Disk snapshots that fail delete the existing snapshot instead of the new (failed) snapshot
|Assignee:||Ruben S. Montero||% Done:|
|Category:||Drivers - Storage|
|Target version:||Release 4.14.2|
|Affected Versions:||OpenNebula 4.14|
The rollback action for creating disk snapshots is to delete the existing (base) snapshot rather than the snapshot that was failed to be created.
2156 rc = tm->snapshot_transfer_command( vm, "SNAP_CREATE", os); 2157 2158 snap_cmd = os.str(); 2159 2160 os.str(""); 2161 2162 rc += tm->snapshot_transfer_command( vm, "SNAP_DELETE", os); 2163 2164 snap_cmd_rollback = os.str();
The snapshot_transfer_command() (in src/tm/TransferManager.cc) function inserts the snap_id value and eventually passes that on to the transfer manager.

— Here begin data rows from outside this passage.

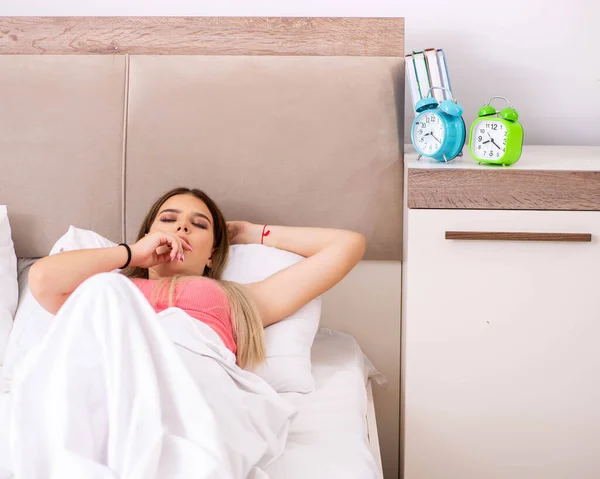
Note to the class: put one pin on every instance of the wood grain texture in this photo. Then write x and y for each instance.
(518, 236)
(203, 36)
(493, 189)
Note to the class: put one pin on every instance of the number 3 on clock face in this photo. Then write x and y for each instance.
(489, 140)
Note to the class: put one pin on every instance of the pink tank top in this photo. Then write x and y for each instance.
(201, 298)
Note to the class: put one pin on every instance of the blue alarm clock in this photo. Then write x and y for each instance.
(438, 131)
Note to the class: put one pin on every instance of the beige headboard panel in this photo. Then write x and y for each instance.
(280, 140)
(61, 146)
(291, 121)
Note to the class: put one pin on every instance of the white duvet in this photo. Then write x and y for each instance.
(117, 391)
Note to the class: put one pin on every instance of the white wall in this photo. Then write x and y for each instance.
(542, 55)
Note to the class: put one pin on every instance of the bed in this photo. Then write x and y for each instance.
(122, 108)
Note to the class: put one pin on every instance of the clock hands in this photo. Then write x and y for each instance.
(492, 140)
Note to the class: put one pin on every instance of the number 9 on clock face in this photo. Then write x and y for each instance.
(429, 133)
(489, 140)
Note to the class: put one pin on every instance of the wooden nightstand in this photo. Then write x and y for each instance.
(502, 317)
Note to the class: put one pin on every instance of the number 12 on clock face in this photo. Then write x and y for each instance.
(489, 139)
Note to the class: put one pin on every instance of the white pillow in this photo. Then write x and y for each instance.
(32, 321)
(9, 289)
(289, 342)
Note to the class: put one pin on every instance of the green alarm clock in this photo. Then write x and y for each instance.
(496, 136)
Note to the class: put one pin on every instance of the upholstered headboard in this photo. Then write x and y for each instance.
(291, 121)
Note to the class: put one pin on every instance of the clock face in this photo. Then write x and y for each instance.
(489, 139)
(429, 133)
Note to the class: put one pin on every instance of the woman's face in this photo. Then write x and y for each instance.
(187, 217)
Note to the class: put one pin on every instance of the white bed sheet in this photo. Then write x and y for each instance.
(328, 437)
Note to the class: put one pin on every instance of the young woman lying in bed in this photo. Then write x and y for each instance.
(178, 259)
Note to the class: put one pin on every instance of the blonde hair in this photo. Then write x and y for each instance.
(247, 323)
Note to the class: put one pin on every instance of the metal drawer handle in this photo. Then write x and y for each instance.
(516, 236)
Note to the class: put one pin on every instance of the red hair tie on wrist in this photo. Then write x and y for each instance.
(264, 233)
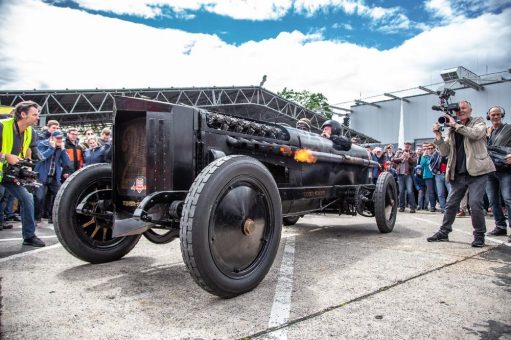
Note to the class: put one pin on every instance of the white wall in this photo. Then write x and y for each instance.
(383, 123)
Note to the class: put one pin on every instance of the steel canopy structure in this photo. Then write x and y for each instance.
(95, 107)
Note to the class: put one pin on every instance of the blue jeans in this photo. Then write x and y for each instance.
(499, 183)
(406, 186)
(430, 184)
(26, 201)
(421, 199)
(476, 186)
(441, 189)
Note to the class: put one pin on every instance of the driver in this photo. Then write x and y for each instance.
(332, 130)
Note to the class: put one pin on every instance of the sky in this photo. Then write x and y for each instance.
(344, 49)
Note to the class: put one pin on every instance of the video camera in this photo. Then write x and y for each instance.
(21, 174)
(445, 106)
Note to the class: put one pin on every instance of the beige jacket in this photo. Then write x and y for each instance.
(478, 160)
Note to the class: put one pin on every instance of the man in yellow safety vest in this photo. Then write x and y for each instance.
(16, 140)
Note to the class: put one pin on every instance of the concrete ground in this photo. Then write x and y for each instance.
(334, 277)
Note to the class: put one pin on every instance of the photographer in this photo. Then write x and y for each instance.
(499, 182)
(467, 167)
(17, 137)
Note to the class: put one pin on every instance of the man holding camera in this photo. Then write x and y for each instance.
(17, 138)
(468, 166)
(499, 182)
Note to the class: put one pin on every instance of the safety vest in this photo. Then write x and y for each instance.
(8, 140)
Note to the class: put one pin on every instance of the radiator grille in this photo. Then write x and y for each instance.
(131, 157)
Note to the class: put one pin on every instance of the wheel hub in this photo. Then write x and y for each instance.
(248, 227)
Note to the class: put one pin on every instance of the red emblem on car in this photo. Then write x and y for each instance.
(139, 185)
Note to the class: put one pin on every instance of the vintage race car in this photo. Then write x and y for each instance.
(223, 184)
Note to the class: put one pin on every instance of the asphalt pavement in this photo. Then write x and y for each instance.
(334, 277)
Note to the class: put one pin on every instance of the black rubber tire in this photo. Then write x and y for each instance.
(290, 220)
(385, 202)
(81, 241)
(168, 236)
(205, 255)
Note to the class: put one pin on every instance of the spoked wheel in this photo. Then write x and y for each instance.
(160, 236)
(88, 236)
(385, 202)
(231, 225)
(290, 220)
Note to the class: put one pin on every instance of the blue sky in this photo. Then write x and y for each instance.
(353, 22)
(342, 48)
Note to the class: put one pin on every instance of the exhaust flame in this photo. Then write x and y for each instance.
(305, 156)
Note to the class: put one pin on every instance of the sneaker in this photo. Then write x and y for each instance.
(34, 242)
(438, 237)
(494, 232)
(478, 242)
(6, 226)
(461, 213)
(14, 218)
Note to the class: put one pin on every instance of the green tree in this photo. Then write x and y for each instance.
(316, 102)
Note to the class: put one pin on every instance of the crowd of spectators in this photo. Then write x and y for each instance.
(59, 153)
(423, 183)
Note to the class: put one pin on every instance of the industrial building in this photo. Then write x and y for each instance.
(379, 116)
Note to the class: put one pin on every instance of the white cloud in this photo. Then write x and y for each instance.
(439, 8)
(247, 9)
(385, 19)
(75, 49)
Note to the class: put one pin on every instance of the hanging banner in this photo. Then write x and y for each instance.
(401, 136)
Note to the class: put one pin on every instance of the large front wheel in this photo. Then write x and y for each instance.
(231, 225)
(385, 202)
(89, 236)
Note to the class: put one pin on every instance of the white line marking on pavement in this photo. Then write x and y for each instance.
(466, 232)
(282, 300)
(20, 239)
(30, 252)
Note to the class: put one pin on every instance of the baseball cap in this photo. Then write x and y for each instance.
(57, 134)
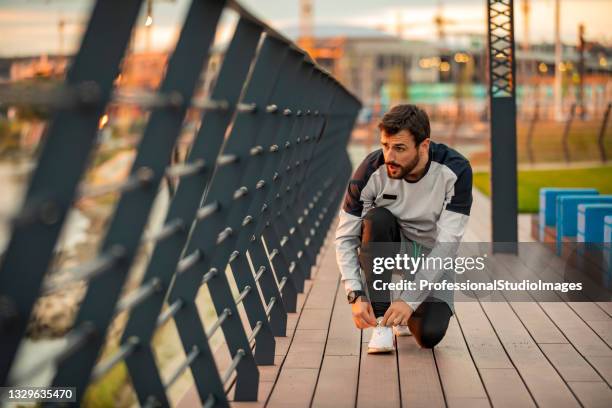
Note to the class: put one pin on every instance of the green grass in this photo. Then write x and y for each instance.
(530, 181)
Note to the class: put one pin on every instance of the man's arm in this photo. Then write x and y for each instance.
(357, 201)
(451, 226)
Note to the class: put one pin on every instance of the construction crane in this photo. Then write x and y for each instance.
(306, 41)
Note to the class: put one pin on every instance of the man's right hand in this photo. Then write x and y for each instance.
(363, 315)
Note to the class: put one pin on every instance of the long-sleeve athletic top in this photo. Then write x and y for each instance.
(431, 211)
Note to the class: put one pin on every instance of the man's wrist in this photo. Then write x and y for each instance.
(355, 295)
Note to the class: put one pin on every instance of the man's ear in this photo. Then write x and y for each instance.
(425, 145)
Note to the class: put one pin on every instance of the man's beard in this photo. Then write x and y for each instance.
(404, 170)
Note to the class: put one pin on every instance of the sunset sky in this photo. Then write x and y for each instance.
(30, 27)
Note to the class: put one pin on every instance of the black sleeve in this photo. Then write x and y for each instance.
(461, 201)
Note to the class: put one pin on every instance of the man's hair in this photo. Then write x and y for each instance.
(406, 117)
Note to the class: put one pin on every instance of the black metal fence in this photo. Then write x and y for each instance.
(257, 192)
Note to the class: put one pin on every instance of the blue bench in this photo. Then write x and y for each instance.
(548, 203)
(591, 222)
(608, 247)
(590, 240)
(567, 214)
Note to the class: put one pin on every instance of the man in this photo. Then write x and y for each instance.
(413, 193)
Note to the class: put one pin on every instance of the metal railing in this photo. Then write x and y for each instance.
(261, 183)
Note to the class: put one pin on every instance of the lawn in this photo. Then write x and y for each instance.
(530, 181)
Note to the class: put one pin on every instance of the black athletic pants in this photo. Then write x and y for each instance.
(429, 321)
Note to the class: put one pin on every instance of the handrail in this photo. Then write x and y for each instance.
(254, 198)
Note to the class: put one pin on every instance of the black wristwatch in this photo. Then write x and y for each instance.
(353, 295)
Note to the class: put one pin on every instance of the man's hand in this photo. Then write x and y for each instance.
(397, 314)
(363, 315)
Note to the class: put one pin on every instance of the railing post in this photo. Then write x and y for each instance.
(52, 188)
(143, 321)
(502, 102)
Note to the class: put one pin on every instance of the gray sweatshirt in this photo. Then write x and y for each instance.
(432, 211)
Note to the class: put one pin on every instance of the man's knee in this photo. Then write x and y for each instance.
(379, 224)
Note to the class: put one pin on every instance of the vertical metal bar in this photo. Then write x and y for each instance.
(62, 161)
(131, 214)
(502, 101)
(205, 234)
(566, 130)
(602, 133)
(142, 321)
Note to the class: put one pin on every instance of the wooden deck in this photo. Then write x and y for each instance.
(506, 354)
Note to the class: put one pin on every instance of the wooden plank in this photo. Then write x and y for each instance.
(593, 394)
(544, 383)
(603, 329)
(576, 330)
(418, 375)
(570, 364)
(541, 328)
(343, 339)
(460, 379)
(294, 388)
(378, 380)
(265, 387)
(603, 365)
(304, 354)
(337, 384)
(339, 376)
(502, 382)
(506, 388)
(606, 307)
(317, 319)
(486, 350)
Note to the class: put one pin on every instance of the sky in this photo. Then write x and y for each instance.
(30, 27)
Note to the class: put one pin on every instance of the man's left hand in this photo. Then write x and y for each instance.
(397, 314)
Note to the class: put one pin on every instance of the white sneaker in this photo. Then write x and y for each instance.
(402, 331)
(382, 340)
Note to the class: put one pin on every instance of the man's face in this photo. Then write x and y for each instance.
(401, 154)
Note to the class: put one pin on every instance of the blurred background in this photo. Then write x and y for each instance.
(431, 53)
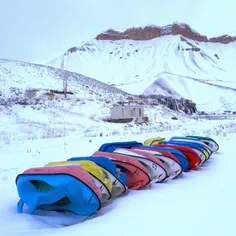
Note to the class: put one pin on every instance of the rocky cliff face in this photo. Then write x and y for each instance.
(150, 32)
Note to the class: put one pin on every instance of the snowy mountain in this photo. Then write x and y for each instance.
(28, 112)
(172, 60)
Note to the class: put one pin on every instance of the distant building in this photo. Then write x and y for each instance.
(128, 113)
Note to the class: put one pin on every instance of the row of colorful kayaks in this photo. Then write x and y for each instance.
(83, 184)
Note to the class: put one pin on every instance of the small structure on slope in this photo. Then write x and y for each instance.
(128, 113)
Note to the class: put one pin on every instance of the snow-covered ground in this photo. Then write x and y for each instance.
(198, 203)
(35, 130)
(169, 65)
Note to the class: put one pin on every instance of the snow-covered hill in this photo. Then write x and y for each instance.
(170, 65)
(27, 112)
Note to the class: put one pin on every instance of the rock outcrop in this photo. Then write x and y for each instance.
(151, 32)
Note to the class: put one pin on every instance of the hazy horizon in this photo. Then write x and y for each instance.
(38, 30)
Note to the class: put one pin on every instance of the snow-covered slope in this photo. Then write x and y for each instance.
(28, 113)
(170, 64)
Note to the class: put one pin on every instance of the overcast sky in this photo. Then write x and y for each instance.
(32, 30)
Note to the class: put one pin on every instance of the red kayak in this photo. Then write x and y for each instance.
(193, 158)
(137, 175)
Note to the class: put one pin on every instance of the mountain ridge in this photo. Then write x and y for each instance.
(153, 31)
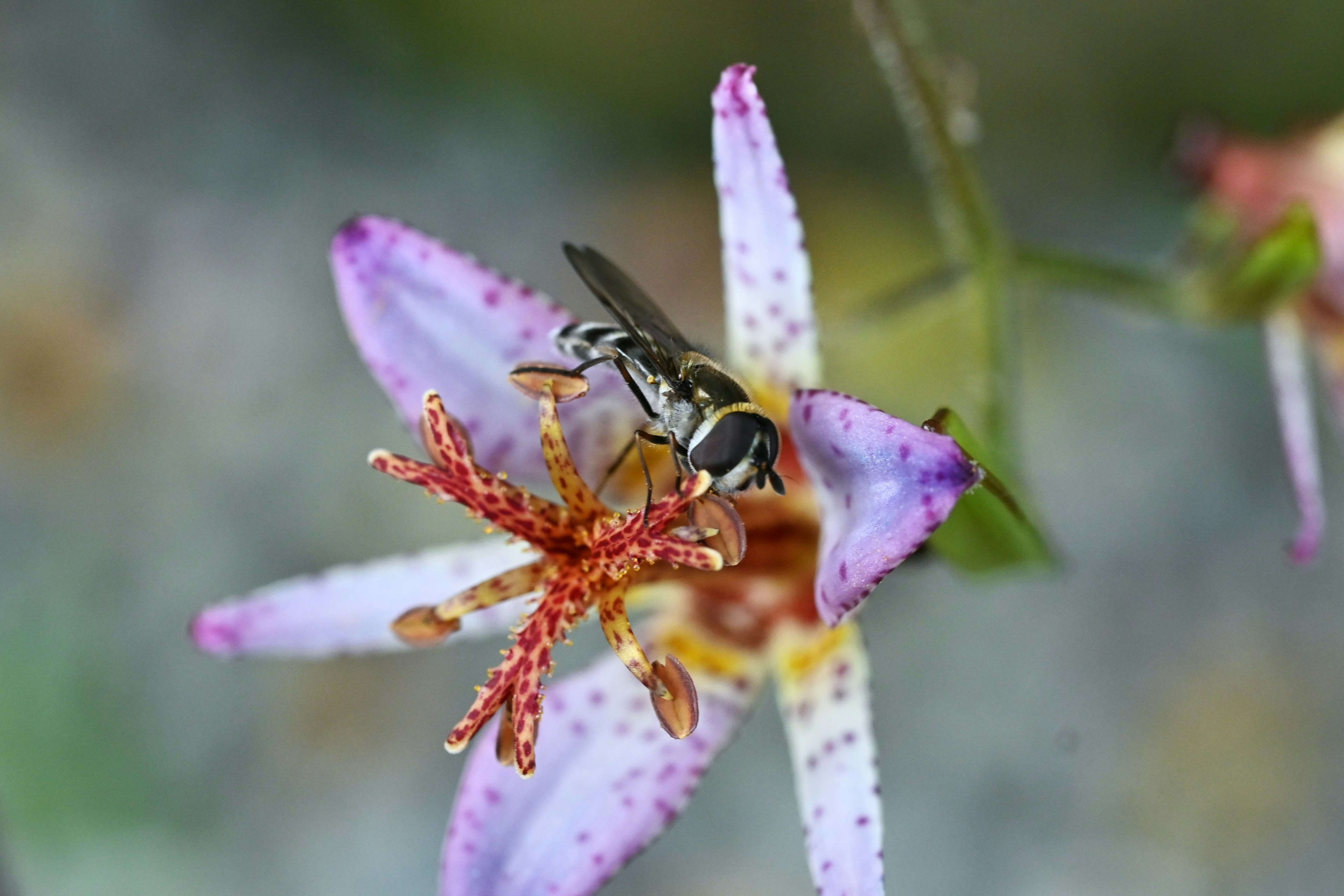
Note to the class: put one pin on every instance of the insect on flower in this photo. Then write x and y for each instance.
(866, 491)
(695, 402)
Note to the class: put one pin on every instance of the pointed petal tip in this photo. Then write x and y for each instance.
(353, 233)
(885, 487)
(214, 630)
(737, 81)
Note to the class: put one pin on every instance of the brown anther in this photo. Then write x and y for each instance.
(679, 708)
(504, 741)
(422, 628)
(533, 377)
(693, 532)
(730, 537)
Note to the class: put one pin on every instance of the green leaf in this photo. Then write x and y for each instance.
(988, 530)
(1230, 284)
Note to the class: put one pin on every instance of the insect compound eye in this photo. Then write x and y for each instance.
(725, 447)
(772, 439)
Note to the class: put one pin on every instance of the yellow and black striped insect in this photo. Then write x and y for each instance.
(694, 404)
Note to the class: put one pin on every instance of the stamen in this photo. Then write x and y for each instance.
(679, 710)
(581, 500)
(531, 378)
(424, 628)
(616, 626)
(730, 537)
(589, 554)
(487, 594)
(504, 741)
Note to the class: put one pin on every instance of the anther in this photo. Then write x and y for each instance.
(422, 628)
(530, 379)
(678, 707)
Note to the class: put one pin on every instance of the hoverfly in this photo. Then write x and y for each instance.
(691, 399)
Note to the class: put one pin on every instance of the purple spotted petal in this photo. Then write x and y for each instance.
(350, 609)
(427, 316)
(1285, 351)
(766, 274)
(828, 719)
(608, 782)
(883, 485)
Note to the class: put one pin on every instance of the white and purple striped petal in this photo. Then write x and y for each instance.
(766, 274)
(1287, 355)
(828, 718)
(883, 485)
(350, 609)
(608, 782)
(427, 316)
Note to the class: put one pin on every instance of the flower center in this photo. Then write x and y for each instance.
(588, 554)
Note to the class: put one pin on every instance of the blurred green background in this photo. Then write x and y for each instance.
(182, 418)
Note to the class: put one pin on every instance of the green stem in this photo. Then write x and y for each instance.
(969, 226)
(1129, 287)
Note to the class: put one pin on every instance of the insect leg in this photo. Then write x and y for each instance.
(625, 375)
(677, 460)
(639, 393)
(640, 437)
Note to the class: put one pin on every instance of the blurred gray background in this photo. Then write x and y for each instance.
(183, 418)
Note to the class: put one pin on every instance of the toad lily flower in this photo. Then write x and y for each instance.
(865, 491)
(1275, 226)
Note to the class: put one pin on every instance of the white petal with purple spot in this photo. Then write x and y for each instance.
(883, 485)
(828, 718)
(350, 609)
(766, 274)
(427, 316)
(608, 782)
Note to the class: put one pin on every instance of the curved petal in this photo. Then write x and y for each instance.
(427, 316)
(608, 782)
(766, 274)
(350, 609)
(828, 718)
(1285, 351)
(883, 485)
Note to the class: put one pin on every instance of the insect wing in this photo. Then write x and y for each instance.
(632, 309)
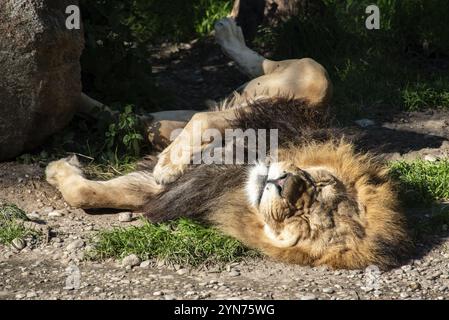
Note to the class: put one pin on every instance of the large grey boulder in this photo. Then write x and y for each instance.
(40, 73)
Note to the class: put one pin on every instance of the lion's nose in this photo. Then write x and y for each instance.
(279, 182)
(293, 187)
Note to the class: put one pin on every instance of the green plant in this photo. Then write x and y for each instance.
(208, 12)
(125, 135)
(422, 182)
(182, 241)
(11, 224)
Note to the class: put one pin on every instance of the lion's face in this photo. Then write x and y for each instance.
(295, 203)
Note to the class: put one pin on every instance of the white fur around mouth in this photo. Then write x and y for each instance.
(256, 182)
(284, 240)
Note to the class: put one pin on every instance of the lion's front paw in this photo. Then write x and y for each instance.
(59, 171)
(165, 171)
(229, 35)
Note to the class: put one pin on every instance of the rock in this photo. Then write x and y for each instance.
(74, 245)
(145, 264)
(18, 243)
(40, 74)
(125, 216)
(364, 123)
(234, 273)
(307, 297)
(430, 158)
(55, 214)
(131, 261)
(182, 271)
(328, 290)
(33, 215)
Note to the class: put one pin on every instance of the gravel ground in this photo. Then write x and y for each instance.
(55, 269)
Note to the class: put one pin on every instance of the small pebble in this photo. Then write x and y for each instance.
(308, 297)
(55, 214)
(131, 261)
(125, 216)
(18, 243)
(328, 290)
(182, 271)
(77, 244)
(145, 264)
(234, 273)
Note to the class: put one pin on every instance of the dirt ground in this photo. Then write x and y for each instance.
(49, 270)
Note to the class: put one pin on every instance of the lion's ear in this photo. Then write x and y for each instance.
(73, 160)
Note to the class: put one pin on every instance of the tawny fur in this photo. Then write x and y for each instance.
(348, 217)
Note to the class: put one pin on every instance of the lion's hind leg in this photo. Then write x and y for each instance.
(130, 192)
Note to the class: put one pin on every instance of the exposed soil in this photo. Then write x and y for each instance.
(196, 72)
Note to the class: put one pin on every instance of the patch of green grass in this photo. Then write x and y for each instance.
(420, 96)
(422, 182)
(182, 241)
(109, 146)
(209, 11)
(11, 224)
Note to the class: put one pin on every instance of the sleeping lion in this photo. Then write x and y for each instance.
(319, 202)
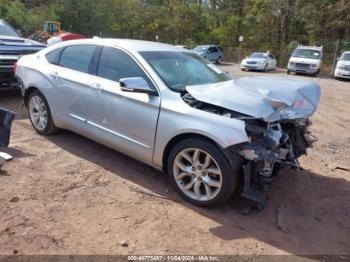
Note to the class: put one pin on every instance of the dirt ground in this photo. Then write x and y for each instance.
(65, 194)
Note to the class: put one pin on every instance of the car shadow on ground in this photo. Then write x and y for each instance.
(317, 216)
(11, 99)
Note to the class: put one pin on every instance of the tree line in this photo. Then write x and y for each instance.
(264, 24)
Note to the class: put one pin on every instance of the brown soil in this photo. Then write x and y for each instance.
(65, 194)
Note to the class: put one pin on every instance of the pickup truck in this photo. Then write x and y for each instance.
(12, 47)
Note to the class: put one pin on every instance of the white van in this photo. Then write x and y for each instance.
(306, 59)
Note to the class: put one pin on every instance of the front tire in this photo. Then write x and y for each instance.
(40, 114)
(201, 173)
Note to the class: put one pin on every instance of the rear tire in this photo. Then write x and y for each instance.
(201, 173)
(40, 114)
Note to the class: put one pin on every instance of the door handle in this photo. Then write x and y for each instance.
(55, 75)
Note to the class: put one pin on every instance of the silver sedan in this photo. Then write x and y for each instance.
(174, 110)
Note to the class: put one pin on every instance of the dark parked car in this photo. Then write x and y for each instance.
(12, 47)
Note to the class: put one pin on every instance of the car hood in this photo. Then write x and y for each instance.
(304, 60)
(270, 99)
(19, 41)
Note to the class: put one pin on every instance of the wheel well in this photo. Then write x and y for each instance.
(27, 93)
(175, 140)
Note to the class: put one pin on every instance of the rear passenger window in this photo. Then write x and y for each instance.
(77, 57)
(115, 64)
(213, 49)
(54, 56)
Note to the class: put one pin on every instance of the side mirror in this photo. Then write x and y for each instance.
(136, 85)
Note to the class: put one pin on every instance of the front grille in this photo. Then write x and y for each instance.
(302, 65)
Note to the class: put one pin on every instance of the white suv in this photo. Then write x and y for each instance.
(343, 66)
(306, 59)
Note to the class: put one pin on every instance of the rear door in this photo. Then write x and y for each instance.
(75, 84)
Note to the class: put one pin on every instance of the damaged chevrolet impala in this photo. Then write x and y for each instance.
(170, 108)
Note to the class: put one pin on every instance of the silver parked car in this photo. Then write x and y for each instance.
(213, 53)
(259, 61)
(173, 110)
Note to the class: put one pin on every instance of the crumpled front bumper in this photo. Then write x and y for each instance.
(280, 144)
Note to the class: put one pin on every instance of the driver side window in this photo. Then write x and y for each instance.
(115, 64)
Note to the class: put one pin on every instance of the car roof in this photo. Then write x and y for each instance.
(128, 44)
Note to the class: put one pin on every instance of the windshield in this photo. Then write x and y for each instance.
(181, 69)
(200, 49)
(5, 29)
(345, 57)
(307, 53)
(258, 55)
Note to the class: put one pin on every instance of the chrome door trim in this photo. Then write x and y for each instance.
(109, 131)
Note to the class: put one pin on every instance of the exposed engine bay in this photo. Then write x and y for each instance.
(272, 146)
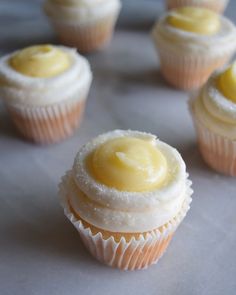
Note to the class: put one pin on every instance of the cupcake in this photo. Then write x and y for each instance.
(87, 25)
(192, 42)
(45, 88)
(214, 113)
(215, 5)
(126, 195)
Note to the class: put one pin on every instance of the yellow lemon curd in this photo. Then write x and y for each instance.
(129, 164)
(226, 83)
(194, 19)
(41, 61)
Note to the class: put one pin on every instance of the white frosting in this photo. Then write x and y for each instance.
(121, 211)
(72, 83)
(214, 110)
(81, 11)
(219, 44)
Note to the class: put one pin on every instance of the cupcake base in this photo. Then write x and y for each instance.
(217, 151)
(126, 251)
(217, 6)
(47, 124)
(86, 38)
(188, 72)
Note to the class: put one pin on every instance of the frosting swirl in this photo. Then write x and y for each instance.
(193, 43)
(214, 109)
(193, 19)
(17, 87)
(42, 61)
(113, 209)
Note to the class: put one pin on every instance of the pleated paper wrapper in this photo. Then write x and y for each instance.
(126, 255)
(218, 152)
(47, 124)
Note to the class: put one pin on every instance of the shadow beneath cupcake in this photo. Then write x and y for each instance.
(128, 79)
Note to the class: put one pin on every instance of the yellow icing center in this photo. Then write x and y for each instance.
(226, 83)
(194, 19)
(42, 61)
(129, 164)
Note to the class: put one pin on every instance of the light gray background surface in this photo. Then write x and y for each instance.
(40, 251)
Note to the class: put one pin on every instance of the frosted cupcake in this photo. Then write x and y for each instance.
(87, 25)
(126, 195)
(214, 113)
(215, 5)
(45, 88)
(192, 42)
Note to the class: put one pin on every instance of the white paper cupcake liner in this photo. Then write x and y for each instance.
(47, 124)
(215, 5)
(126, 255)
(187, 71)
(218, 152)
(86, 37)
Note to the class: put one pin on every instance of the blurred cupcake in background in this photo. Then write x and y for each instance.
(192, 42)
(85, 24)
(215, 5)
(214, 113)
(126, 194)
(45, 88)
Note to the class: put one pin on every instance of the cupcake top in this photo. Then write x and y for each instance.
(80, 11)
(43, 74)
(196, 30)
(215, 105)
(127, 181)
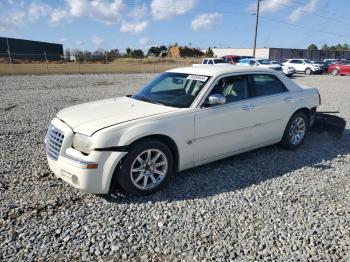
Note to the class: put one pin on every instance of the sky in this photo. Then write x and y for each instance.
(107, 24)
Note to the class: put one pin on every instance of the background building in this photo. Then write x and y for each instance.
(30, 50)
(280, 54)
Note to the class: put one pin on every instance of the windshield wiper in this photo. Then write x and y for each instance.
(150, 101)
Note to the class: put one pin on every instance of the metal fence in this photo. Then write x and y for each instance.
(281, 54)
(13, 67)
(27, 49)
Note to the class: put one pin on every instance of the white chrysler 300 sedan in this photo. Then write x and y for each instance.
(185, 117)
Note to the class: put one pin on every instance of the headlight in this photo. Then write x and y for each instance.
(82, 143)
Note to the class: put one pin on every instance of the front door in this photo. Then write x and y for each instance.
(274, 105)
(224, 129)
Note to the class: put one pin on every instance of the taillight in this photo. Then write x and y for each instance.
(319, 97)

However, since the snap_id value is computed before any action is taken, it's the same snap_id as passed to "SNAP_CREATE".
The result is if you try to create a snapshot of disk 0's snapshot 0 and it fails then disk 0 snapshot 0 is deleted, while the new snapshot (disk 0 snapshot 1, which refers to disk 0 snapshot 0) is left alone being broken all by itself
I'm really not sure how this was ever expected to work.
bug #4048: Removed snap_cmd_rollback to prevent VM disk corruption
(cherry picked from commit bcf061f1ec4a068fd1e42d49882dfe4ce017ef5e)
#1 Updated by Ruben S. Montero almost 5 years ago
- Category set to Drivers - Storage
- Status changed from Pending to New
- Assignee set to Javi Fontan
- Target version set to Release 4.14.2
Thanks for the feedback. This may escape the integration tests. The reason is that each driver handles the snap_id logic in a different way. Just to confirm, are you using the qcow2 drivers?
#2 Updated by Roy Keene almost 5 years ago
Yes, this was observed specifically in the qcow2 driver -- however the Transfer Manager always sends the SNAP_DELETE for the same snap_id as was sent for the SNAP_CREATE, without any way for SNAP_DELETE to know what SNAP_CREATE did (since at the time SNAP_DELETE is constructed, SNAP_CREATE has not been run yet).
#4 Updated by Ruben S. Montero almost 5 years ago
- Status changed from New to Closed
- Resolution set to fixed
Remove the rollback operation from core. The rollback operation must be addressed in the snap_create operation as there are multiple possible failure points that may need different rollback operations.